5. The yeast according to claim 3 or 4, wherein said yeast further has a mutation in ADE4 gene or ADE8 gene, and thereby develops a white color when it is cultured on the medium.

6. The yeast according to claims 1 to 5, wherein said selenic acid-sensitivity is imparted by the modification to enhance the expression of MET25 gene.

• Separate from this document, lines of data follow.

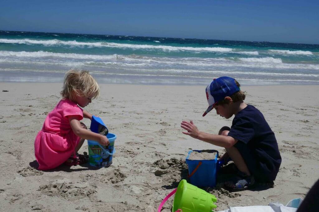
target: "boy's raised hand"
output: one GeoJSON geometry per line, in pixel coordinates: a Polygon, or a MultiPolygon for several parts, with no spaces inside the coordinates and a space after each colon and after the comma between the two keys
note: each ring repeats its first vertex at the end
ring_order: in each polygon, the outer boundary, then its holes
{"type": "Polygon", "coordinates": [[[195,138],[198,138],[199,131],[193,123],[192,121],[191,121],[189,122],[183,121],[181,123],[181,127],[187,131],[187,132],[182,132],[185,135],[188,135],[195,138]]]}

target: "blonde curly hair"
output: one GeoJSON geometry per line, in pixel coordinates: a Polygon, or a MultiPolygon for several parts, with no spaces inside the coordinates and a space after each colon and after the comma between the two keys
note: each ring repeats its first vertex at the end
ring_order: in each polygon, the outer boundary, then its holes
{"type": "Polygon", "coordinates": [[[100,86],[95,79],[87,71],[72,69],[65,73],[62,90],[60,94],[62,98],[69,99],[75,102],[76,95],[92,99],[100,95],[100,86]]]}

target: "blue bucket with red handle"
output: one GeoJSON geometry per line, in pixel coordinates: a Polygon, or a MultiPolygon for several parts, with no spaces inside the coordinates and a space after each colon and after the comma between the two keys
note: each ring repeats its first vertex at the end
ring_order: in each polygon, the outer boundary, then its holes
{"type": "Polygon", "coordinates": [[[214,150],[190,150],[186,158],[186,163],[188,166],[188,177],[192,184],[197,187],[214,187],[216,185],[217,172],[219,168],[217,161],[218,151],[214,150]],[[191,153],[194,151],[201,152],[216,152],[214,158],[208,160],[190,160],[191,153]]]}

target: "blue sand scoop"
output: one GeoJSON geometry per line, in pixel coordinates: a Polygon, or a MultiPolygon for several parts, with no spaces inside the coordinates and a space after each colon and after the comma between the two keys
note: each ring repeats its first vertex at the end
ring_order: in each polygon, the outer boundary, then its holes
{"type": "Polygon", "coordinates": [[[92,132],[99,133],[105,129],[107,129],[108,128],[100,118],[92,116],[90,128],[92,132]]]}

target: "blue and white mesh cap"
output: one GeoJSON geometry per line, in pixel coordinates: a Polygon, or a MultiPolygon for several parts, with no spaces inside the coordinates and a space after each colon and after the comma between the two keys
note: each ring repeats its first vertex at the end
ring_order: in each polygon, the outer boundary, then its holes
{"type": "Polygon", "coordinates": [[[235,79],[231,77],[223,76],[214,79],[206,87],[206,97],[209,106],[203,116],[205,116],[212,110],[217,102],[240,90],[240,88],[236,85],[235,79]]]}

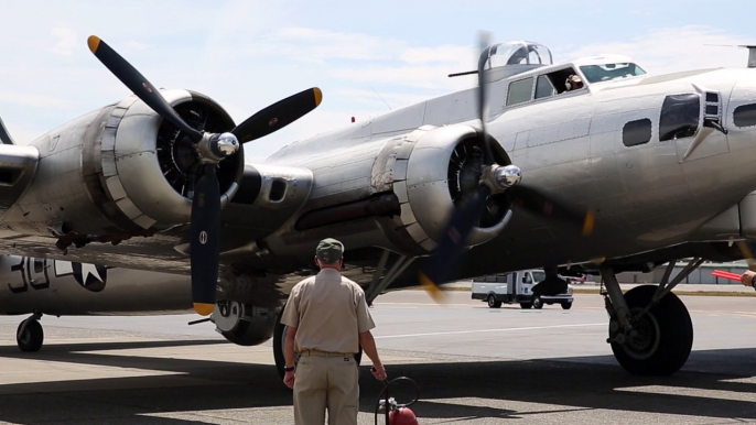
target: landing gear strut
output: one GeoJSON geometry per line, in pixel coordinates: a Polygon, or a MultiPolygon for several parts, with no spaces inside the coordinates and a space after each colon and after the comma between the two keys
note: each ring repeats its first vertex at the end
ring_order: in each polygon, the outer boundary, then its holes
{"type": "Polygon", "coordinates": [[[42,318],[42,314],[34,313],[19,325],[19,329],[15,331],[15,342],[21,351],[35,352],[42,348],[44,331],[40,325],[40,318],[42,318]]]}
{"type": "Polygon", "coordinates": [[[685,363],[693,347],[693,323],[685,305],[671,291],[702,262],[692,260],[669,282],[676,264],[672,261],[659,286],[637,286],[624,295],[612,268],[601,268],[609,314],[606,341],[625,370],[640,375],[669,375],[685,363]]]}

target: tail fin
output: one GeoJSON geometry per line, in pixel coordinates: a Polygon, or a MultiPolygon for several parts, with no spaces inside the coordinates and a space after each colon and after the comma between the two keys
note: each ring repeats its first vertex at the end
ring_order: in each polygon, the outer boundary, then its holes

7. The yeast according to claims 1 to 6, wherein said sulfur-containing compound is at least one compound selected from the group consisting of cysteine, γ-glutamylcysteine, glutathione, and cystenylglycine.

8. A method for culturing the yeast according to claims 1 to 7, comprising culturing said yeast under an adenine-rich condition to increase yeast cells, and then culturing said yeast under an adenine-poor condition to increase cellular content of the sulfur-containing compound.

9. A method of screening a yeast having increased cellular content of a sulfur-containing compound, comprising subjecting a yeast which shows adenine-auxotrophy and selenic acid-sensitivity to gene modification treatment, spreading the modified yeast on a medium on which a yeast can turn red in case of adenine deficiency to form yeast colonies, and selecting a yeast colony which is redder as compared to before modification.

10. A method of screening a yeast having increased cellular content of a sulfur-containing compound, comprising subjecting a yeast which shows selenic acid-sensitivity to gene modification treatment, spreading the modified yeast on a minimum medium supplemented with methionine to form yeast colonies, and selecting a yeast colony which is redder as compared to before modification.

11. The method according to claim 9 or 10, wherein said sulfur-containing compound is at least one compound selected from the group consisting of cysteine, γ-glutamylcysteine, glutathione, and cystenylglycine.